Hi folks, we've just upgraded to Elastic 5 over Dev, UAT and Live. I'm just looking at Watcher for the first time.
I've configured a simple query to look for HTTP 503 errors in our HAproxy access logs and report to our slack channel if there are more than 25 errors over a 5 minute period.
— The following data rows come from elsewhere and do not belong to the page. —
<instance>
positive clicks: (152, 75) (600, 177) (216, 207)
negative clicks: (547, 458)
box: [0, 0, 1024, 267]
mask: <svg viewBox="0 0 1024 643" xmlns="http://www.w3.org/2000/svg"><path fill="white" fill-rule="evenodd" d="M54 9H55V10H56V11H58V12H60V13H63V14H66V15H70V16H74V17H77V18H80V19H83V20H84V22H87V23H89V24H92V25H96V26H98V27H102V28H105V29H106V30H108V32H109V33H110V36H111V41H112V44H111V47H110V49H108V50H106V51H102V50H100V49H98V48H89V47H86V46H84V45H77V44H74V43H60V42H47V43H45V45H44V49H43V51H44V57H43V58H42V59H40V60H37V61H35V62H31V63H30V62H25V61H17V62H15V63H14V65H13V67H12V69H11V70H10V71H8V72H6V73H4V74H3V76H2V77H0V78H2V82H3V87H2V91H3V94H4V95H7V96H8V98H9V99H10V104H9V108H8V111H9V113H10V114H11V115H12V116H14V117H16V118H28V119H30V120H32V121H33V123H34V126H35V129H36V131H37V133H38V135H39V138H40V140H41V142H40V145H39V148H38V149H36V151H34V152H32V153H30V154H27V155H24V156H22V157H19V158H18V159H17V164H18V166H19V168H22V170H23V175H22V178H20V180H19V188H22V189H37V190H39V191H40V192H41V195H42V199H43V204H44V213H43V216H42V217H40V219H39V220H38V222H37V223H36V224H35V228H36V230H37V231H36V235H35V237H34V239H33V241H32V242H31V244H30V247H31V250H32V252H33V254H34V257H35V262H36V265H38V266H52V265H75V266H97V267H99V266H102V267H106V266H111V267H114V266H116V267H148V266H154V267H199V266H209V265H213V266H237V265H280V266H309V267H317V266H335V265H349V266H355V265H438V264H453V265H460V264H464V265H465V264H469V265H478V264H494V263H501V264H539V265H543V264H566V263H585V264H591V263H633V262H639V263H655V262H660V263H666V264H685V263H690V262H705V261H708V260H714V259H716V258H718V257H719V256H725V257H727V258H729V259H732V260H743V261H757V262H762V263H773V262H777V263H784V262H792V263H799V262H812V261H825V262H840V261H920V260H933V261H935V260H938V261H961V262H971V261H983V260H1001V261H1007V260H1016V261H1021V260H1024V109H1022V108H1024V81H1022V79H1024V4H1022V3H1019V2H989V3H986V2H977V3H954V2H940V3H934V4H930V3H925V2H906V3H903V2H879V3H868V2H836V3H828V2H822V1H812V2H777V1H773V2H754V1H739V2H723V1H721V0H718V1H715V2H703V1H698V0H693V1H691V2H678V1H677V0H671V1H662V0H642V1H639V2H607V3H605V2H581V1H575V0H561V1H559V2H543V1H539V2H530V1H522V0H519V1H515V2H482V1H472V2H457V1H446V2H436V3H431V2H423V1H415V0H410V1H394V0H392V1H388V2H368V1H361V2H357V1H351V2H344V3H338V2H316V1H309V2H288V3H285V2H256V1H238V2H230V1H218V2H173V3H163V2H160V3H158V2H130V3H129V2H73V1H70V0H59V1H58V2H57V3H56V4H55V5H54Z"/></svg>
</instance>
Here is the JSON
{
"trigger": {
"schedule": {
"interval": "5m"
}
},
"input": {
"search": {
"request": {
"search_type": "query_then_fetch",
"indices": [
"logstash-haproxy_access-*"
],
"types": ,
"body": {
"query": {
"bool": {
"must": {
"match": {
"http_status_code": 503
}
},
"filter": {
"range": {
"@timestamp": {
"from": "{{ctx.trigger.scheduled_time}}||-5m",
"to": "{{ctx.trigger.triggered_time}}"
}
}
}
}
}
}
}
}
},
"condition": {
"compare": {
"ctx.payload.hits.total": {
"gte": 25
}
}
},
"actions": {
"notify-slack": {
"throttle_period_in_millis": 300000,
"slack": {
"account": "REMOVEDCHANNELNAME",
"message": {
"from": "kibana-dev",
"to": [
"#kibana-dev"
],
"attachments": [
{
"color": "danger",
"title": "HAPROXY 503 ERRORS",
"text": "Encountered {{ctx.payload.hits.total}} HTTP 503 errors in the last 5 minutes"
}
]
}
}
}
}
}
And what you see in slack
So far, so good.
However, what i'd like to do is to add a URL to the slack message which links back to the Watch History or a Watcher index so someone can clickthrough and investigate the messages, then mark the slack message as seen / green tick to indicate its been investigated.
I am not sure where to start. Any ideas?